Canberra, 05 September, 2018 / 2:00 PM
No, la Chiesa cattolica in Australia non romperà il segreto della confessione, accettando le raccomandazioni della Royal Commission e l’imposizione di due leggi federali che chiedono di rendere obbligatorio la denuncia di abusi anche se questi sono appresi in confessionale. Lo hanno deciso vescovi e religiosi australiani, al termine dell’assemblea generale di agosto.
La decisione è stata resa nota in un documento di 57 pagine, pubblicato lo scorso 31 agosto, che analizza passo dopo passo tutte le raccomandazioni della Royal Commission sulla lotta agli abusi, e ne scandaglia possibilità e opportunità. Quasi tutto viene accettato. Tranne la richiesta di rompere il sigillo sacramentale.
“Vedrete in questo documento – si legge nella presentazione del testo – che i vescovi e i leaders religiosi hanno accettato o accettato in linea di principio o supportato il 98 per cento delle raccomandazioni della commissione. L’unica raccomandazione che non possiamo accettare è la raccomandazione 7.4, che si riferisce al sigillo del Sacramento della Penitenza”.
Il motivo – aggiungono i vescovi – è che la raccomandazione “è contraria alla nostra fede e nemica della libertà religiosa. Siamo impegnati nella salvaguardia dei bambini e delle persone vulnerabili, ma allo stesso tempo manteniamo il sigillo. Non vediamo come salvaguardia e sigillo della confessione si possano escludere l’uno con l’altro”.
La dichiarazione non riguarda solo le raccomandazioni della Royal Commission, ma anche le leggi già approvate in due Stati, a partire dallo Stato di Canberra, che obbligano i sacerdoti a violare il segreto confessionale quando la confessione riguarda un abuso sessuale.
Questo attacco al segreto della confessione è parte di una tendenza internazionale che ha anche riguardato recentemente l’India, mentre c’erano stati già richieste di violare il segreto della confessione al culmine dello scandalo degli abusi in Irlanda e anche da parte di Comitati ONU sulla Convenzione per i Diritti del Fanciullo.
La Chiesa in Australia potrebbe ora ricevere multe e sanzioni di 10 mila dollari australiani per essersi rifiutata di riportare alle autorità.
Le raccomandazioni della Royal Commission sono giunte al termine di una inchiesta governativa di cinque anni sugli abusi su minori in chiese e altre istituzioni educative, che ha ascoltato 8 mila testimonianze su fatti che sono presuntamente accaduti tra il 1950 e il 2010. Queste testimonianze hanno portato a 230 processi, e sono circa 60 mila le persone he potrebbero essere risarcite. In tutto, il 7 per cento dei sacerdoti di Australia sono stati accusati di molestie. Tra i casi più eclatanti, quello dell’arcivescovo di Adelaide Philip Wilson, che ha deciso di dimettersi dopo essere stato condannato per coperture. Al momento, la Chiesa ha già deciso di risarcire le vittime dei casi dimostrati con somme pari a 150 mila dollari australiani ciascuno.

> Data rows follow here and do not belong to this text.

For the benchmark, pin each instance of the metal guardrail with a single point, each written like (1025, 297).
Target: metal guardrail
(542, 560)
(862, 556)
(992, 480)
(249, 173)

L’inchiesta si è conclusa con una serie di 400 raccomandazioni per la protezione dei minori, che i vescovi di Australia hanno analizzato a fondo. C’è anche la richiesta di cambiare il diritto canonico per definire gli abusi sessuali “crimini” e non “errori morali”, e di introdurre il “celibato volontario per i sacerdoti”.
La posizione dei vescovi è stata netta, specialmente nel caso della confessione. “Il sigillo sacramentale – ha detto l’arcivescovo Mark Coleridge di Brisbane, presidente della Conferenza Episcopale di Australia – non è un elemento negoziabile della nostra vita religiosa. La proposta di violare il segreto confessionale è mal concepita, impraticabile e non renderà in ogni caso i bambini più sicuri”.
Le raccomandazioni del governo federale sono già state tramutate in legge in South Australia e nell’Australian Capital Territory, effettive a partire da ottobre e aprile 2019, mentre già si è messi in fila per approvare leggi simili lo Stato di Western Australia, e stanno studiando la materia in South Wales e Victoria, forse seguendo l’esempio del Queensland, dove c’è già l’obbligo di rompere il segreto della confessione in caso di rivelazioni su abusi su minori.